Because the public jails are essentially unaware of what is occurring in both the administrative jail and the parent operating system, this gives the parent some distinct advantages. For instance, content integrity monitoring is typically known to an attacker, and may even be vulnerable to direct attack — allowing the attacker to disable or modify the monitoring application in a normal compromise. But because content integrity monitoring can reside in the parent operating system, it can monitor the public jail for modifications to disc without the user in the public jail being aware that the jail is under surveillance. This monitoring also includes, but is not limited to, process auditing, login attempt monitoring, and so on.
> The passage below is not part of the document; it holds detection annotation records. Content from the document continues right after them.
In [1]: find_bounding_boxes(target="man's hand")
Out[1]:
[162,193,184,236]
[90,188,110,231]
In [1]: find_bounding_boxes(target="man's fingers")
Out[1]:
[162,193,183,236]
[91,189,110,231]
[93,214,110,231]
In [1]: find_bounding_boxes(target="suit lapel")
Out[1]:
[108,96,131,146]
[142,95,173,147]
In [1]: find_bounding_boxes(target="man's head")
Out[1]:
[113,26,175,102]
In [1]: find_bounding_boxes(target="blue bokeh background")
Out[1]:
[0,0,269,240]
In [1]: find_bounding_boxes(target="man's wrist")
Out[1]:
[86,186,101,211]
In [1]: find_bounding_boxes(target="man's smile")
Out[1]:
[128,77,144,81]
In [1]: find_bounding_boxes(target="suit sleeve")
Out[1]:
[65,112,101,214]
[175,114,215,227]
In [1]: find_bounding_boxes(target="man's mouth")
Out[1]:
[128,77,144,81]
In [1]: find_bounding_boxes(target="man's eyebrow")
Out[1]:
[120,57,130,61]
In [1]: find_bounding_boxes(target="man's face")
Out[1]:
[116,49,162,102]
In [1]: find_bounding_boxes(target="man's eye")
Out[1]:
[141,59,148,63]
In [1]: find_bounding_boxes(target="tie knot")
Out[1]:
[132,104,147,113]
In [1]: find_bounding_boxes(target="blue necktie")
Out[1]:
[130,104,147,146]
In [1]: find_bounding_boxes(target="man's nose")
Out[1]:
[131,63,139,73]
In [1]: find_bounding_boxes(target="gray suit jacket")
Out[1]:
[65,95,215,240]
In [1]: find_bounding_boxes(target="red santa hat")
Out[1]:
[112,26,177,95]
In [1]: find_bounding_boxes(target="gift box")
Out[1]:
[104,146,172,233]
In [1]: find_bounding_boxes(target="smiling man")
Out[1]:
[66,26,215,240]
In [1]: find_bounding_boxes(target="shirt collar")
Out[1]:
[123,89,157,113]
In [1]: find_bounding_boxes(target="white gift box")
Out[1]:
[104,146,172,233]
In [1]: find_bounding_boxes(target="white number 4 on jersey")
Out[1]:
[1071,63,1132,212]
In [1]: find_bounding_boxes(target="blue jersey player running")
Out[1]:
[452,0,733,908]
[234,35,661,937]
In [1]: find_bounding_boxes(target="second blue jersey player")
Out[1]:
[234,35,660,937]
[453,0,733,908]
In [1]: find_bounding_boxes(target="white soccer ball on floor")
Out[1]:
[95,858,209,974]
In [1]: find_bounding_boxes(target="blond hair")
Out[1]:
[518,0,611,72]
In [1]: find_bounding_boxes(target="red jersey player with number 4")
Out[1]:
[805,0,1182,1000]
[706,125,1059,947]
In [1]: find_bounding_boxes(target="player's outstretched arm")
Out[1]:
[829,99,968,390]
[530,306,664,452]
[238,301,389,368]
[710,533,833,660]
Another powerful feature is that all jails are mounted with their base OS marked as read-only. This preserves the jail integrity while still allowing site administrators to have root access to their own jail to upgrade programming language libraries, web servers, and so on. Maintaining the environment in this way has other advantages too — removing insecure transport mechanisms, like FTP and forcing administrative traffic over a secured SSH/VPN/HTTPS tunnel. It effectively becomes IP based access control without additional work in the code (Image at left).
The following chart shows an example of the delta between a typical LAMP stack, the Armored Stack and a version of the Armored Stack where the website has been modified to take advantage of additional security controls provided.
Ha.ckers.org allowed us to test these theories out in a very hostile real-world environment. People are often wary of throwing out old technology in favor of new, but in this case, re-writing the security model for hosting our own applications was critical for our own survival. We took these lessons learned and created a LAMP stack replacement called the Armored Stack™ which provides significantly more security than a default LAMP stack. Customers have already successfully deployed Drupal, WordPress, and Expression Engine. This environment, while great from a security perspective, does require some work. We partner with consulting companies to help with the installation and maintenance of the applications.
And how effective was all of this for ha.ckers.org? After seven years and north of seven million attacks, the site was still never compromised. No security is perfect, but the Armored Stack gave us an acceptable level of risk.